Yoghurt is loaded with probiotics — good bacteria that defends our digestive tract and body against invading germs. Buy plain yoghurt or try making your own, my recipe can be found here.
Oysters are rich in zinc, which is a mineral that keeps our immune system strong. Zinc rallies your white blood cells to attack bacteria and viruses like a flu or cold. Just three medium oyster provides all of the zinc you need for a day. Consumption of oysters (well their zinc content) has also been linked to a higher libido, and having sex once or twice a week has been linked with higher levels of an antibody called immunoglobulin A or IgA, which can protect you from getting colds and other infections. Although eating oysters daily is not everyone’s cup of tea, you can also get zinc from pumpkin seeds and baked beans, the latter however will most likely have a counter effect in the bedroom department.
Throw some sweet potatoes in the oven and eat up. These bad boys are loaded with beta-carotene, which is the vitamin that gives sweet potatoes their orange pigment. Beta-carotene is converted to vitamin A in the body, which research suggests may be particularly helpful in the treatment of respiratory infections. Eating sweet potatoes can help your body’s defenses by helping to neutralize harmful toxins.
In folk wisdom, rich chicken broth – the famous Jewish penicillin – is a valued remedy for the flu. The secret is in the chicken fat which has anti-microbial properties. Medical research has also shown that chicken soup suppresses inflammation and thins out mucous secretions alleviating congestion in the nose, chest and throat. For the ideal soup you will need chicken, onion, sweet potato, turnips, parsnips, carrots, celery and parsley.

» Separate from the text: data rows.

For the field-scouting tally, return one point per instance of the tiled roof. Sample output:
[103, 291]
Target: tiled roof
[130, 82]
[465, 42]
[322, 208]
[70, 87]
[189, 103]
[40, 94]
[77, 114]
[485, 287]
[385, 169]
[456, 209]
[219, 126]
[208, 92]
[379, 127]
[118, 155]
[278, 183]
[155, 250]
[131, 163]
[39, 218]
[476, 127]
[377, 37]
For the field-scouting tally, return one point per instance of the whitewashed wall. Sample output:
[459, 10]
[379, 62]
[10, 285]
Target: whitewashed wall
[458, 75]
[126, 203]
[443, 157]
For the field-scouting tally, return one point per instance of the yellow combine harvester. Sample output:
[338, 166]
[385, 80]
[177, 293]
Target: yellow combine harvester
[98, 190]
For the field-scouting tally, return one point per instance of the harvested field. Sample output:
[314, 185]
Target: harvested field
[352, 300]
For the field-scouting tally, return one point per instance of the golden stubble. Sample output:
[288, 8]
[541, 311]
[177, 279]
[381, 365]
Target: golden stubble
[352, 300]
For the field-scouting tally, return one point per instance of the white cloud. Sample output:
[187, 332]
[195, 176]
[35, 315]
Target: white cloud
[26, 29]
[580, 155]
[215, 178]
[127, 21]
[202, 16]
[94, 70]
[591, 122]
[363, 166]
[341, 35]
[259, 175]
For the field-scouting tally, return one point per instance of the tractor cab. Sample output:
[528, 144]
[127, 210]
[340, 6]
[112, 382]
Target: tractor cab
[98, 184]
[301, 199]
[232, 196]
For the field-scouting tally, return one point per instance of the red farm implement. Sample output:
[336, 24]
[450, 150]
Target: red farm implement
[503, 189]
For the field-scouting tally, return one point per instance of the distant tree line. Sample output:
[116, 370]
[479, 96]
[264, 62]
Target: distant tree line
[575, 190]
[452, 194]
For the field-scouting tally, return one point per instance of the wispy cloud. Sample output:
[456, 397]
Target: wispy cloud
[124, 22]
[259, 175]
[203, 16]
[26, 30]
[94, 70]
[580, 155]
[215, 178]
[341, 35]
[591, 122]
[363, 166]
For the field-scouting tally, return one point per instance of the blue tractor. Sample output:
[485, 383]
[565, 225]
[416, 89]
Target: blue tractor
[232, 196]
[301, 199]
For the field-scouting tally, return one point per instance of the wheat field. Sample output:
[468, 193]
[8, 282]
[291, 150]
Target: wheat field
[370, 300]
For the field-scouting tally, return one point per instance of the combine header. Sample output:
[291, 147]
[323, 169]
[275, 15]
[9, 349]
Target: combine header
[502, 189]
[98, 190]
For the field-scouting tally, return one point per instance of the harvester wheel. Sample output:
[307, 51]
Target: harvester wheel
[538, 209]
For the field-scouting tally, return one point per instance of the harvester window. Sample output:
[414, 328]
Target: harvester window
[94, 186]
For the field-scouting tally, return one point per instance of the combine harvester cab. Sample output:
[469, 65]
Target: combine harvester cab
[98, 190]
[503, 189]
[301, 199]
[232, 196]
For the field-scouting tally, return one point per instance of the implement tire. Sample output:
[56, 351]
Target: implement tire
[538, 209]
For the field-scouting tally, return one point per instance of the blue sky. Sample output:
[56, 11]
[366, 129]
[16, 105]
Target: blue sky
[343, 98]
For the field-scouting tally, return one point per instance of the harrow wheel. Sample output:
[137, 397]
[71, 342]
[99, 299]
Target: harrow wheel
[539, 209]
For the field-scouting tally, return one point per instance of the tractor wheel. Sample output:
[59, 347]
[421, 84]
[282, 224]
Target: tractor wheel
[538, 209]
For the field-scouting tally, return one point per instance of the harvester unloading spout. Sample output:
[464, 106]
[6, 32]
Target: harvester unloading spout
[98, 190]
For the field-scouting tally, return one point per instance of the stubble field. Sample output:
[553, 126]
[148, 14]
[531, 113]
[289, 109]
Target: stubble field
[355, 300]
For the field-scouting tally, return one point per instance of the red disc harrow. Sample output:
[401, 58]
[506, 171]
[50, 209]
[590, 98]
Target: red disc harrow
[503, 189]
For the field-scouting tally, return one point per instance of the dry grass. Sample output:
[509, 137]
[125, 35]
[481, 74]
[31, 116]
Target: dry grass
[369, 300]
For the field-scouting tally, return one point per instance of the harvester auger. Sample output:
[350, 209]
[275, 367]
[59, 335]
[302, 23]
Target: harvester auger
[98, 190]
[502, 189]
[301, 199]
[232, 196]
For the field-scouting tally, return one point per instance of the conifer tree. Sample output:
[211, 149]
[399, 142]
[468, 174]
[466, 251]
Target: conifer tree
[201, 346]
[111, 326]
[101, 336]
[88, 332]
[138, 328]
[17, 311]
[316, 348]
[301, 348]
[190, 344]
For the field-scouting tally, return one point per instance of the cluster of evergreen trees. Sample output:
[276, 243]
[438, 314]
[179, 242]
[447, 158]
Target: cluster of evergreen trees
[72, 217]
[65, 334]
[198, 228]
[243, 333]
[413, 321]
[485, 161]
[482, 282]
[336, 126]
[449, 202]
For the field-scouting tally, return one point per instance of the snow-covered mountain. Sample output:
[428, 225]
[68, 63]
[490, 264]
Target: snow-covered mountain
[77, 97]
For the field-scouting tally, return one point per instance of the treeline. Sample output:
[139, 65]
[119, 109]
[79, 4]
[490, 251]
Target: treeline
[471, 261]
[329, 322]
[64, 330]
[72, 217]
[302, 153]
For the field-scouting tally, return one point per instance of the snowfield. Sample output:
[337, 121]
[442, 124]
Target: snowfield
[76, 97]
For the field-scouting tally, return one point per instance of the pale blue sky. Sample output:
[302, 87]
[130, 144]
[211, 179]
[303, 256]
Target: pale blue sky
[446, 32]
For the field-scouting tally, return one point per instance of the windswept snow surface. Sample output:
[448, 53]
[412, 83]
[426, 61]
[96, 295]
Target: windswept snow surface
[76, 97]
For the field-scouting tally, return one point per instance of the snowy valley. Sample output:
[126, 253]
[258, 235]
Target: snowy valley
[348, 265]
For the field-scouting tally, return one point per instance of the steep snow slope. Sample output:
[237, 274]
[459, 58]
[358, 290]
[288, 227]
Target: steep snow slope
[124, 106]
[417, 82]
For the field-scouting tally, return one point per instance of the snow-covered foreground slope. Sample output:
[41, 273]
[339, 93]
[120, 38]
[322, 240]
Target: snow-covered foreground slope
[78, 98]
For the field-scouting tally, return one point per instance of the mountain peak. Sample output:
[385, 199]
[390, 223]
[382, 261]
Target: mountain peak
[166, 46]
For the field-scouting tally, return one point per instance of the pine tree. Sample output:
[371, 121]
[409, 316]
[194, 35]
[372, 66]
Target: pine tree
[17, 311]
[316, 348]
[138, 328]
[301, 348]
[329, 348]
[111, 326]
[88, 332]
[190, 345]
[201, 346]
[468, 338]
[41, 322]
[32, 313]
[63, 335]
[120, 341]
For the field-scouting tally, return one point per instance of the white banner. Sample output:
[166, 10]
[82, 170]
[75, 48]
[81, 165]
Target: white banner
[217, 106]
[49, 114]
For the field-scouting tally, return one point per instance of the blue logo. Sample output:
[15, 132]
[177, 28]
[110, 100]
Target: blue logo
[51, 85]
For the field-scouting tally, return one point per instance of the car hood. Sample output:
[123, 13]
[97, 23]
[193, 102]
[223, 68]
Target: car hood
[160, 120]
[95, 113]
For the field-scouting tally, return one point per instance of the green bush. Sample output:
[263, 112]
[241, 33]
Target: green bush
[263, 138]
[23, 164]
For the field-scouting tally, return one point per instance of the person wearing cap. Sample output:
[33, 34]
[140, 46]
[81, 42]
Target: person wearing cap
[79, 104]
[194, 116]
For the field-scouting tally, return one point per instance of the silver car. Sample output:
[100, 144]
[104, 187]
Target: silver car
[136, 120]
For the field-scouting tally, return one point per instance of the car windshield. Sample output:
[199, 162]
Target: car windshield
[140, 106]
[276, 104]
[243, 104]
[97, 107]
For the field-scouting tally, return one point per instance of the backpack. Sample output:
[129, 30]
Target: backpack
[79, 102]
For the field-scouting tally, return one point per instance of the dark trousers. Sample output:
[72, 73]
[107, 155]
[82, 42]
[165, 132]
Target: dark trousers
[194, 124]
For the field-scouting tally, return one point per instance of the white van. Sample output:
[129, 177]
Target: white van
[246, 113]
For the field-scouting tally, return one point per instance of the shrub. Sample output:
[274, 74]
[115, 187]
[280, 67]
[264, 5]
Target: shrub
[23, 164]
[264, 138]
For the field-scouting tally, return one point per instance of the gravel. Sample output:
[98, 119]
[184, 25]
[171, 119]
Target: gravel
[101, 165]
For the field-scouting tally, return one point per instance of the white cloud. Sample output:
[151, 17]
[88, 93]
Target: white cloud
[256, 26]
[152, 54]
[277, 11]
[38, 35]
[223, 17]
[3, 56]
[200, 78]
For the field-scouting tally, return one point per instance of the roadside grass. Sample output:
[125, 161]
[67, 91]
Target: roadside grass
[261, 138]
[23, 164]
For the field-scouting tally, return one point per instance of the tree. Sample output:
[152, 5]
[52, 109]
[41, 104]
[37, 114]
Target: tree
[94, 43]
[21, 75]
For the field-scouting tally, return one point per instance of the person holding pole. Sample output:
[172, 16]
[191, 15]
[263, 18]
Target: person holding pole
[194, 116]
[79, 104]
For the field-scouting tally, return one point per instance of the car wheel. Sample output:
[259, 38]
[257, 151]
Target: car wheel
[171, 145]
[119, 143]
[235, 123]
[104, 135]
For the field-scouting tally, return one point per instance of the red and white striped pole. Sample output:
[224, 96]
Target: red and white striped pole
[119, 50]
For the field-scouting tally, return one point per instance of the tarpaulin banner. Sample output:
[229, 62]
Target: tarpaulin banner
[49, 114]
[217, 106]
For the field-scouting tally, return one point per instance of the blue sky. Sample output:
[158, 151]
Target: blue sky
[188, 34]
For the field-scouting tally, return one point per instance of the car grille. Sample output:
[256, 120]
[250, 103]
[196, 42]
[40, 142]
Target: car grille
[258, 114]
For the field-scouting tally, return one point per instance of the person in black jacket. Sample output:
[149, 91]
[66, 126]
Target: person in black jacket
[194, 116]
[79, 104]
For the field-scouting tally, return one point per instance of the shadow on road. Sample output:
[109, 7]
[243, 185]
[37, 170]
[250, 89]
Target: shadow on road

Soothe a dry sore throat with a spoonful of honey. The golden nectar coats the throat and soothes irritation. Opt for a raw unprocessed honey.
Rich in antioxidants, green tea is an excellent immune system booster that helps you produce more cells that fight the bacteria and viruses that cause sickness. Green tea contains an immune-boosting chemical called epigallocatechin gallate (EGCG). To get the most health benefits from this hot drink, steep tea in boiling water for about 4 minutes. Spice things up by adding a piece of ginger, fresh mint leaves, orange peel or even a cinnamon stick.
Strawberries, oranges, tomatoes, capsicums
Vitamin C is an essential weapon in your flu-fighting food arsenal. It’s much better to receive vitamin C via whole foods rather than as a supplement so fill your diet with vitamin C rich foods such as strawberries, oranges, capsicum, tomatoes and broccoli.
Almonds are an excellent source of the disease-fighting antioxidant vitamin E. Aim to have 24 almonds daily by throwing them in your cereal, salads or even stirfrys.